Para ser claros, el defecto facial aquí no es, como lo construye el Pueblo, que «también se podrían sacar inferencias inocentes de los hechos alegados». El defecto es que no se pueden extraer inferencias criminales de los hechos alegados, y ciertamente ninguna que establezca una verdadera amenaza de daño físico a una persona o daño ilegal a la propiedad. Como resultado, la información es aparentemente insuficiente para distinguir el delito imputado.

{[T]El pueblo ha hecho alegaciones adicionales, a saber, que la Sra. Benavente lleva «dos años» realizando «llamadas telefónicas acosadoras» a la denunciante. Esta alegación no está jurada y aparece solo en la respuesta del Pueblo, no en la denuncia jurada ni en la declaración de apoyo.
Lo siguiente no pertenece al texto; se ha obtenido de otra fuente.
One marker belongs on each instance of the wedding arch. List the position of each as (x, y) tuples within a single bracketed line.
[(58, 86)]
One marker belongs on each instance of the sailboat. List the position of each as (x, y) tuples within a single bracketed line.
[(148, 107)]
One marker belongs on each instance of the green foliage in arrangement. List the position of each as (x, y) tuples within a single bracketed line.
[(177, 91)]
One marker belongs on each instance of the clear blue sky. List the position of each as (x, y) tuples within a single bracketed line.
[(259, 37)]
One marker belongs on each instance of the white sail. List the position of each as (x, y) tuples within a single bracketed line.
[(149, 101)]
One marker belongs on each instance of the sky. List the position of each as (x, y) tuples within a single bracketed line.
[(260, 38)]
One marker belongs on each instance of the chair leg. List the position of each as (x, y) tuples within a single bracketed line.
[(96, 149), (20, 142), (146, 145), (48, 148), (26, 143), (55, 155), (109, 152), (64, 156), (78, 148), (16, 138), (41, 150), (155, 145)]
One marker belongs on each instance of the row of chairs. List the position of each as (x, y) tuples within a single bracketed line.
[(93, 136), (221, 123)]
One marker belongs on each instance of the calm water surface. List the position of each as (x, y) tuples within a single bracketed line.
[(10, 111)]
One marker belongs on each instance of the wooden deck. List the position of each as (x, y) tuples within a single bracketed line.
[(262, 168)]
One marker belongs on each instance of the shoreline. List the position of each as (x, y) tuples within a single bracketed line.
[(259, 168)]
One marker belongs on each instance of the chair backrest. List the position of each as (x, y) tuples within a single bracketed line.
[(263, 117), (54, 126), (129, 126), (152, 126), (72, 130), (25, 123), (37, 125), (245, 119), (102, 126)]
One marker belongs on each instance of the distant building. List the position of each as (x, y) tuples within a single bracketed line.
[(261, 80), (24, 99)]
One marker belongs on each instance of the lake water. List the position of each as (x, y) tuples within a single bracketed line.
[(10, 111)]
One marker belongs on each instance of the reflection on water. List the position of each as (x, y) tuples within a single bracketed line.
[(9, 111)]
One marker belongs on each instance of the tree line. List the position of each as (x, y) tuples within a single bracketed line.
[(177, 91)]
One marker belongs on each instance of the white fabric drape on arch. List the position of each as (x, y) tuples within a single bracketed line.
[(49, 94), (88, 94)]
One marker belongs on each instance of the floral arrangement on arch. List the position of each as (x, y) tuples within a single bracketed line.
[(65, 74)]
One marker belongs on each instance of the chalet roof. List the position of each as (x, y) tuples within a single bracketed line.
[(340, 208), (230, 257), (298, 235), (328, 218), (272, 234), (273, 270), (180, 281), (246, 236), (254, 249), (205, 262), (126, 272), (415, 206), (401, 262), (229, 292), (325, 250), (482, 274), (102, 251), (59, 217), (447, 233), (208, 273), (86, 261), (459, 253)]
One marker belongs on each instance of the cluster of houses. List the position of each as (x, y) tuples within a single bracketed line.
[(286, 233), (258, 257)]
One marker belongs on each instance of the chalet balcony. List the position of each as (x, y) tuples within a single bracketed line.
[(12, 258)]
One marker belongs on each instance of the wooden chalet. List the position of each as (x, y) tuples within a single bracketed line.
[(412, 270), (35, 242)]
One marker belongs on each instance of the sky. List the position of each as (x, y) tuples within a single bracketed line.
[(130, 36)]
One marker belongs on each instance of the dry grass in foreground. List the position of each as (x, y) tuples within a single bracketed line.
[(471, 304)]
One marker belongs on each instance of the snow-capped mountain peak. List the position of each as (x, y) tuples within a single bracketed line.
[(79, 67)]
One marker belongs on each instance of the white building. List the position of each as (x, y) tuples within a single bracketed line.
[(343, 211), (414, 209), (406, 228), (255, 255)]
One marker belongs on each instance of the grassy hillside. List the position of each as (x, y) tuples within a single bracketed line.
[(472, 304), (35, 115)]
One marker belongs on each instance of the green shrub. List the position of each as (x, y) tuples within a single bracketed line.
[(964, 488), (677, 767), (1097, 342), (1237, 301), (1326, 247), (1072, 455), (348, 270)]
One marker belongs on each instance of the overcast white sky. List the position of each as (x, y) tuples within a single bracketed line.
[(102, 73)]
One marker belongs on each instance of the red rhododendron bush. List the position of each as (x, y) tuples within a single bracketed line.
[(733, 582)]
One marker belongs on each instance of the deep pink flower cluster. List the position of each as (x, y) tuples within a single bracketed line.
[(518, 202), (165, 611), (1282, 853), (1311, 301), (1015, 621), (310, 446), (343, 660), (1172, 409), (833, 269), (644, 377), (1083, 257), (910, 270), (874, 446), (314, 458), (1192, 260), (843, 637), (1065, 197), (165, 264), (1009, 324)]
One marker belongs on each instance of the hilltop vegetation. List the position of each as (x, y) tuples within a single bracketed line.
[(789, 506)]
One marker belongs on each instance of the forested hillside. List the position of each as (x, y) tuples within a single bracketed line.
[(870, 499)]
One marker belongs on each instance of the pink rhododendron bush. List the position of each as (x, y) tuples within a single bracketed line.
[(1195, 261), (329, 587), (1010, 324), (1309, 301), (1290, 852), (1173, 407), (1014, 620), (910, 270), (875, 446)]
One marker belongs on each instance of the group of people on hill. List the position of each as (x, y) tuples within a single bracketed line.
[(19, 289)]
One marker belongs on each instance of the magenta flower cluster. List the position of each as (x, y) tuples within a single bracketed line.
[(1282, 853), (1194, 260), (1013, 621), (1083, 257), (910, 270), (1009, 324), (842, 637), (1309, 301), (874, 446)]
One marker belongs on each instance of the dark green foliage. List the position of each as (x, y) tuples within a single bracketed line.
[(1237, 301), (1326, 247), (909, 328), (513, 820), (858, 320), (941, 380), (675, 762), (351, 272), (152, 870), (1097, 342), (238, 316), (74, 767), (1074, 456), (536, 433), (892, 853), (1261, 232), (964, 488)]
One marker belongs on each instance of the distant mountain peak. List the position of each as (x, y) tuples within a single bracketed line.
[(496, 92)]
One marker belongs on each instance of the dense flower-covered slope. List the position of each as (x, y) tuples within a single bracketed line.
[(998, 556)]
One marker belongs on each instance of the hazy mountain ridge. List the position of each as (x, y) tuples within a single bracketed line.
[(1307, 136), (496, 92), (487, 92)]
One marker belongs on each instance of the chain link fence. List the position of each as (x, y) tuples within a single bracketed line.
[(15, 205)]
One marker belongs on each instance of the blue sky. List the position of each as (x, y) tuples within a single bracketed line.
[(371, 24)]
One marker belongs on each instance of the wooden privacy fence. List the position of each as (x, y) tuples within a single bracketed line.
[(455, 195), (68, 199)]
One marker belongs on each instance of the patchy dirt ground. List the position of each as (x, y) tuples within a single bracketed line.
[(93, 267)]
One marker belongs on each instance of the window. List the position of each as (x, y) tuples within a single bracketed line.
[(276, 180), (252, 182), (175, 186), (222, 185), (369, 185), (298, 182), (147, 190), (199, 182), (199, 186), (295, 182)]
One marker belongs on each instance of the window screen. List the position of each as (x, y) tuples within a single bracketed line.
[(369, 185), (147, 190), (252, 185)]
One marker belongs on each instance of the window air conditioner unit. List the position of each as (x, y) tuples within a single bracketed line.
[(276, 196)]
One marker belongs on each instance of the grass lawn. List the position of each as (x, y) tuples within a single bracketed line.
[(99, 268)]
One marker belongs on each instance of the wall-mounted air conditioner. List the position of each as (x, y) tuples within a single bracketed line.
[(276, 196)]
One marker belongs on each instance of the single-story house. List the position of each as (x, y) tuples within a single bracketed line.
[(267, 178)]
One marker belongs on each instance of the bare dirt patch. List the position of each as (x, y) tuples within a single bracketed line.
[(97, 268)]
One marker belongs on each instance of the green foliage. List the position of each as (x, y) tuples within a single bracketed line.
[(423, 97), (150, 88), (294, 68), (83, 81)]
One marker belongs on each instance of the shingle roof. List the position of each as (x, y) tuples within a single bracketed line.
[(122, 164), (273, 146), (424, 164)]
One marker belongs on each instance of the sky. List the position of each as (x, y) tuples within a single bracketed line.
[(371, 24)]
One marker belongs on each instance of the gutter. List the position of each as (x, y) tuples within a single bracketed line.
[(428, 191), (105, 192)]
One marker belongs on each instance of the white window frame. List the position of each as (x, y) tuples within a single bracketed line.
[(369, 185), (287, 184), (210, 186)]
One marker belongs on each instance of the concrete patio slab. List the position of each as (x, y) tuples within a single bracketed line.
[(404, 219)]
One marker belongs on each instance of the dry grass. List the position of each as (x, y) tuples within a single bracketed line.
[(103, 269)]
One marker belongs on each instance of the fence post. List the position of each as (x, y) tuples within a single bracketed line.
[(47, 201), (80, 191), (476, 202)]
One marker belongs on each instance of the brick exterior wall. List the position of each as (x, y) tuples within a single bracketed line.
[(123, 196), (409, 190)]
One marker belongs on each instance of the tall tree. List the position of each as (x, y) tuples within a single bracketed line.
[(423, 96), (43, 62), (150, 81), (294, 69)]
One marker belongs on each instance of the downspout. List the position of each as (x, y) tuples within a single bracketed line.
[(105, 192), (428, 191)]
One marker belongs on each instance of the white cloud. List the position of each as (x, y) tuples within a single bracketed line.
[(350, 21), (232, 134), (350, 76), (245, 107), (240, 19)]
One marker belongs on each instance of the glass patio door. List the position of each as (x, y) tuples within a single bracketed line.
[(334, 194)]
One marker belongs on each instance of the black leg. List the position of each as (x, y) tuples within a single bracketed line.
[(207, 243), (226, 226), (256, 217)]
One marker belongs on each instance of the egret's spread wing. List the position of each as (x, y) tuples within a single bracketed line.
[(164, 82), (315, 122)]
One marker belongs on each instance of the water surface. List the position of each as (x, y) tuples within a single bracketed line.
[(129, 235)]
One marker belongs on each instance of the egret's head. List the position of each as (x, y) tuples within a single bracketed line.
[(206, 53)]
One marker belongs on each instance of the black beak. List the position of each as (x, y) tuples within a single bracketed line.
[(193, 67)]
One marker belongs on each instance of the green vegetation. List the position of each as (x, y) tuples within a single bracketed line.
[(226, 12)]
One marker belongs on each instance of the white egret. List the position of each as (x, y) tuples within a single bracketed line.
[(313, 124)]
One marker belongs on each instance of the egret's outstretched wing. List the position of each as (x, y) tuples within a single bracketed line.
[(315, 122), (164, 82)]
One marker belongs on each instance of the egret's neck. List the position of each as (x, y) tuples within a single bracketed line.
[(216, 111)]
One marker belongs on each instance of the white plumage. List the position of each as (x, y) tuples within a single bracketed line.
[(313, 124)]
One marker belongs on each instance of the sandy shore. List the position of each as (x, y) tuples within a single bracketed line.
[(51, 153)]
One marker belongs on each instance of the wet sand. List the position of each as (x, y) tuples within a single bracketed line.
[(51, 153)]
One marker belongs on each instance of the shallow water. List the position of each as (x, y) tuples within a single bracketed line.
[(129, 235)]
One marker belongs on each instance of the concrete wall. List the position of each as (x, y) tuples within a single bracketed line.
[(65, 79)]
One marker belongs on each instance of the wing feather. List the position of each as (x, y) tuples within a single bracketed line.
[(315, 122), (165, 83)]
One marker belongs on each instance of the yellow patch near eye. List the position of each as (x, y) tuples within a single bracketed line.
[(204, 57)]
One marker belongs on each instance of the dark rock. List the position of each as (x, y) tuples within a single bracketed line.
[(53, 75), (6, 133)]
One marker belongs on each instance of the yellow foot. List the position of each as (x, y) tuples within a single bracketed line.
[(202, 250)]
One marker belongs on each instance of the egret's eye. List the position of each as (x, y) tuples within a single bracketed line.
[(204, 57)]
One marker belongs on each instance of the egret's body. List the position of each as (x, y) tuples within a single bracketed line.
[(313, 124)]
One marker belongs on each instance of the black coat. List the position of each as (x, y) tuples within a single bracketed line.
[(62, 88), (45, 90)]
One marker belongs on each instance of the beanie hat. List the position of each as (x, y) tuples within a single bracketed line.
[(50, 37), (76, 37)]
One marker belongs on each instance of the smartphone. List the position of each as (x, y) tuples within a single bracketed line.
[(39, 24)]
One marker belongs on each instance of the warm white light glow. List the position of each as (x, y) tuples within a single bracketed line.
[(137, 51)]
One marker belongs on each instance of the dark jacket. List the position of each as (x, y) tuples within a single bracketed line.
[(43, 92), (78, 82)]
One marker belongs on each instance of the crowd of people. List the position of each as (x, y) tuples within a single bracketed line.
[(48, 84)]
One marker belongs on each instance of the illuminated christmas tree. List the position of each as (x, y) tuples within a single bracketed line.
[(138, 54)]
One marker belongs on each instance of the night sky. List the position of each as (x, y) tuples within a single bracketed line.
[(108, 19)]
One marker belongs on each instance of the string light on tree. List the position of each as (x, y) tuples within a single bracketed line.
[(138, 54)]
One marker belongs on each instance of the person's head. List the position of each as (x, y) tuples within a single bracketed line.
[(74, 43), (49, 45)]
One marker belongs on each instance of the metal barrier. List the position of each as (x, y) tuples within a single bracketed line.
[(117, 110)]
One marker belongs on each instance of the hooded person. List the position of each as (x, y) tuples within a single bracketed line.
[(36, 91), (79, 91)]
De acuerdo con los principios fundamentales de suficiencia facial, la Corte se niega a considerar esta alegación.}

Mi sensación es que muchos de los casos citados en la opinión habrían sido decididos de manera diferente por otros tribunales (al menos fuera de Nueva York), porque parecen mencionar específicamente amenazas de violencia ilícita.

Pero me inclino a decir que amenazar con revelar que alguien ha sido abusado —al menos en ausencia de un intento de chantaje, donde la amenaza es una herramienta para obtener dinero o alguna otra cosa de valor— no sería penalmente punible en ninguna parte. (Tenga en cuenta que en algunos estados es posible que amenazar con revelar que alguien ha sido abusado sea procesable civilmente bajo el agravio de divulgación de hechos privados; pero Nueva York ni siquiera reconoce ese agravio, por lo que la amenaza no habría sido un amenaza de cometer un delito civil).

Felicitaciones a Julie B. Rendelman, quien representó al acusado.